Gujarati New Year or Bestu Varas is celebrated a day after Diwali, which falls on Shukla Paksha Pratipada of the Kartik month. It is also called Varsha-Pratipada or Padwa. The day is celebrated with great fervor across the state of Gujarat.

Gujarati New Year 2020: How is Bestu Varas celebrated?

This is the time when the businessmen and traders start their new account books after closing the old one. In Gujarati culture, it is called Chopda. Goddess Lakshmi is worshipped in Chopda Puja with the belief that it would help make the new year more prosperous and profitable.

During the ritual, ‘Shubh’ and ‘Labh’ are written on the new account books which mean ‘auspicious’ and ‘benefit’, respectively. A swastika is also made at the beginning.

Date and Timings for the Gujarati New Year 2020

Bestu Varas is celebrated all day and there is no specific time as such to perform the puja. But since it coincides with Govardhan Puja, which is considered very auspicious, people follow its timings.

Gujarati New Year Date: November 16, 2020 (Monday)

Pratipada Tithi Begins: 10:36 am on November 15, 2020

Pratipada Tithi Ends: 07:06 AM on November 16, 2020

Gujarati New Year 2020: Significance and Tradition

Gujarati New Year or Bestu Varas coincides with Govardhan Puja.
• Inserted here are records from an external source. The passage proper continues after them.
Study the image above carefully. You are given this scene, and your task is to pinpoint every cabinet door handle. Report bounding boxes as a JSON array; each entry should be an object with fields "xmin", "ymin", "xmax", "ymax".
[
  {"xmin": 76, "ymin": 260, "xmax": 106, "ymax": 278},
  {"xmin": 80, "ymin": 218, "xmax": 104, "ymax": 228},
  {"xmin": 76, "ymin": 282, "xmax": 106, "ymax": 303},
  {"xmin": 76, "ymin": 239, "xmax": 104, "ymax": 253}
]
According to legends, it is believed that Lord Krishna convinced the people of Gokul to not make abundant offerings to Lord Indra. He taught the people, who were mostly farmers and shepherds, that their true ‘dharma’ was towards the hills and cattle which gave them supplies and resources. The people then started praying to Govardhan Hill and the cows.

Lord Indra did not take this well and unleashed his wrath upon the people. He flooded Gokul with incessant rains which continued for seven days and seven nights. Following this, Krishna lifted the Govardhan Parvat with his little finger to provide shelter and protection to the people and the cattle. Indra then realised his mistake and apologized. The tradition to perform Govardhan Puja is believed to have continued and is celebrated to this day.